Most threat actors during ransomware incidents utilise some type of remote access tools - one of them being AnyDesk. This is a free remote access tool that threat actors download onto hosts to access them easily and also for bidirectional file transfer. 

There are two locations for where AnyDesk logs are stored on the Windows file system:

  • %programdata%\AnyDesk\ad_svc.trace
  • %appdata%\Anydesk\ad.trace
The AnyDesk logs can be found under the appdata located within each users' directory where the tool has been installed.

Forensic analysis of these logs reveal interesting pieces of information inside the "ad.trace" log:
  • Remote IP where the actor connected from
  • File transfer activity

Locating the Remote IP Connecting to AnyDesk

Inside the "ad.trace" log you can grep for the following term "External address" and this should reveal the following line pasted below. I have redacted the IP for privacy's sake:

info 2021-02-04 23:25:10.500       lsvc   9988   6992    3                anynet.relay_conn - External address: 116.255.x.x:47220.

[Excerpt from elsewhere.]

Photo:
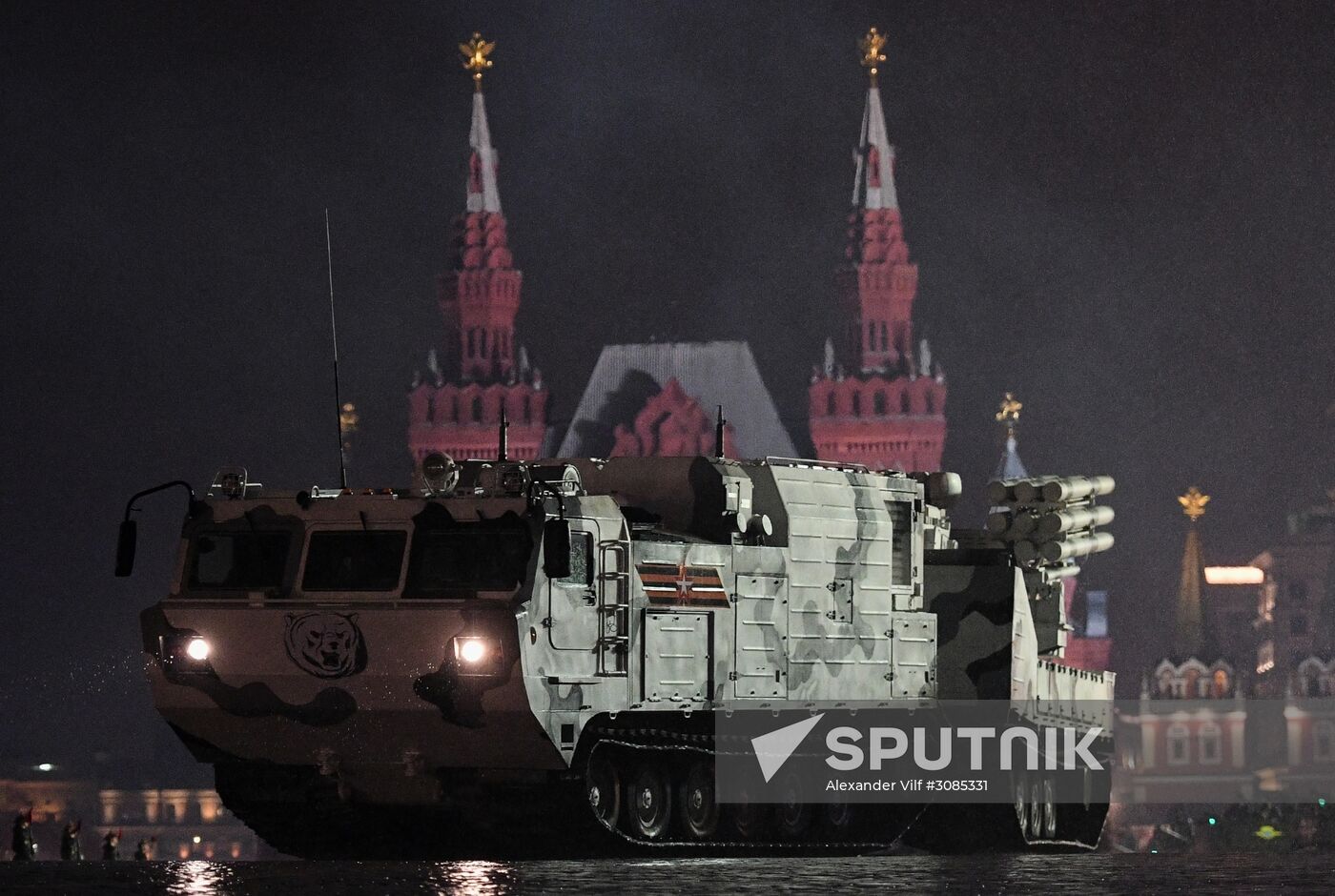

Locating File Transfer Activity

Similarly, inside the "ad.trace" logs under each users' %appdata% folder you should be grepping for the terms "files" and "app.prepare_task". This will reveal to you, from which folder the files are being copied from and also the number of files copied. In the screenshot below, 1 file was copied from the host to the remote host and it shows you the directory it was taken from:

anydesk log analysis


Comments

  1. Hello, while looking for analysis elements on AnyDesk I found your post and according to my own tests, the IP located at the line "External address" is in fact the IP of the target computer and not of the remote computer.
    It seems to me that the IP of the remote computer is on the "Logged in from" line.
    Regards

    ReplyDelete
  2. The ip address we get is not the remote ip address, it is the ip address of the system from which logs are analysed.The "logged in from" line also is not able to provide remote external ip address. It just give internal ip address of remote system that was accessed

    ReplyDelete
  3. Hi, Thanks for this post!

    The files you mentioned are deleted on my device (maybe they uninstalled it), but...

    I also found that "connection_trace.txt" exists in "Appdata\Roaming\AnyDesk\". There I found something like:

    Incoming YYY-MM-DD, HH:mm [Username] and a number with 9 characters.

    I guess the number is a connection number associated with the AnyDesk connection number at that moment.

    Maybe you can check if you have something simmilar and write something about it ;)

    Greetings!

    ReplyDelete
  4. Hello, thanks for the pc analysis. Can I know the contents of mobile forensics?